F-Test for Equality of Two Variances

NIST/SEMATECH Section 1.3.5.9 F-Test for Equality of Two Variances

What It Is

The F-test for equality of two variances compares the variances of two independent samples by computing their ratio. Under the null hypothesis of equal population variances, this ratio follows an F-distribution.

When to Use It

Use the F-test when you need to determine whether two independent groups have the same variability. It is often used as a preliminary test before the two-sample t-test to decide whether the pooled or Welch version is appropriate. The test is also important in its own right when comparing the precision of two measurement methods or processes.

How to Interpret

If the computed F-statistic exceeds the critical value from the F-distribution at (nu_1, nu_2) degrees of freedom, reject the null hypothesis of equal variances. For a two-sided test, use both upper and lower critical values, or equivalently, double the one-sided p-value. An F-value close to 1 indicates similar variances, while a large F indicates that one group is much more variable than the other. When the F-test rejects equality of variances, use the Welch t-test instead of the pooled t-test for comparing means.

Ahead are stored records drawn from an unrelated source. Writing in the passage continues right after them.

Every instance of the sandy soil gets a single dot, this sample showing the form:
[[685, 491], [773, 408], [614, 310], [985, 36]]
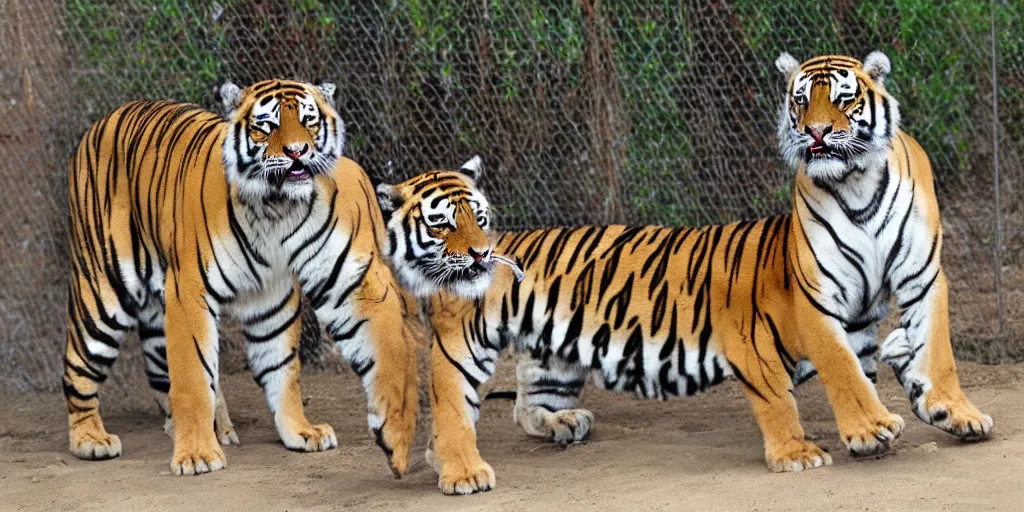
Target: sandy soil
[[695, 454]]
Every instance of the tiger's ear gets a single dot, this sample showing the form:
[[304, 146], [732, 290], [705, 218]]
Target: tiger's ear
[[878, 67], [388, 198], [228, 95], [473, 168], [328, 89], [786, 65]]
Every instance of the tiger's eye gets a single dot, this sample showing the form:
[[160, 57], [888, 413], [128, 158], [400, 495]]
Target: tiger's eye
[[257, 135]]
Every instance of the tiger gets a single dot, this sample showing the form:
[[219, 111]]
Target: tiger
[[664, 311], [179, 216]]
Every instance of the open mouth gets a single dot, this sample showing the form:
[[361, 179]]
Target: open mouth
[[819, 151], [297, 172]]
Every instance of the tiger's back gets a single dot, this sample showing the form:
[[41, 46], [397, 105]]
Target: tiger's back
[[655, 310], [137, 173]]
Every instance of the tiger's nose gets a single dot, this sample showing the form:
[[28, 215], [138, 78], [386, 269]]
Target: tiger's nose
[[818, 131], [295, 152], [478, 255]]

Assumptions and Limitations

The F-test assumes that both samples come from independent, normally distributed populations. Like the chi-square variance test, it is highly sensitive to non-normality, which can produce misleading results. The Levene test is a more robust alternative when normality cannot be assured.

Reference: NIST/SEMATECH e-Handbook, Section 1.3.5.9

Formulas

F-Statistic

F = \frac{s_1^2}{s_2^2}

The ratio of the two sample variances. The more this ratio deviates from 1, the stronger the evidence for unequal population variances.

Degrees of Freedom

\nu_1 = n_1 - 1, \quad \nu_2 = n_2 - 1

The numerator and denominator degrees of freedom correspond to the sample sizes of the two groups minus one.

Python Example

import numpy as np
from scipy import stats

# Two independent samples
sample1 = np.array([24.5, 23.8, 25.1, 22.9, 24.2, 23.6, 25.0, 24.8])
sample2 = np.array([26.3, 27.1, 25.8, 26.9, 27.5, 26.0, 24.5, 28.1])

# Compute F-statistic
var1 = np.var(sample1, ddof=1)
var2 = np.var(sample2, ddof=1)
f_stat = var1 / var2 if var1 >= var2 else var2 / var1

# Degrees of freedom
df1 = len(sample1) - 1 if var1 >= var2 else len(sample2) - 1
df2 = len(sample2) - 1 if var1 >= var2 else len(sample1) - 1

# Two-sided p-value
p_value = 2 * min(stats.f.sf(f_stat, df1, df2),
                  stats.f.cdf(f_stat, df1, df2))

print(f"Variance 1: {var1:.4f}")
print(f"Variance 2: {var2:.4f}")
print(f"F-statistic: {f_stat:.4f}")
print(f"p-value:     {p_value:.6f}")
print(f"Equal variances (alpha=0.05): {p_value > 0.05}")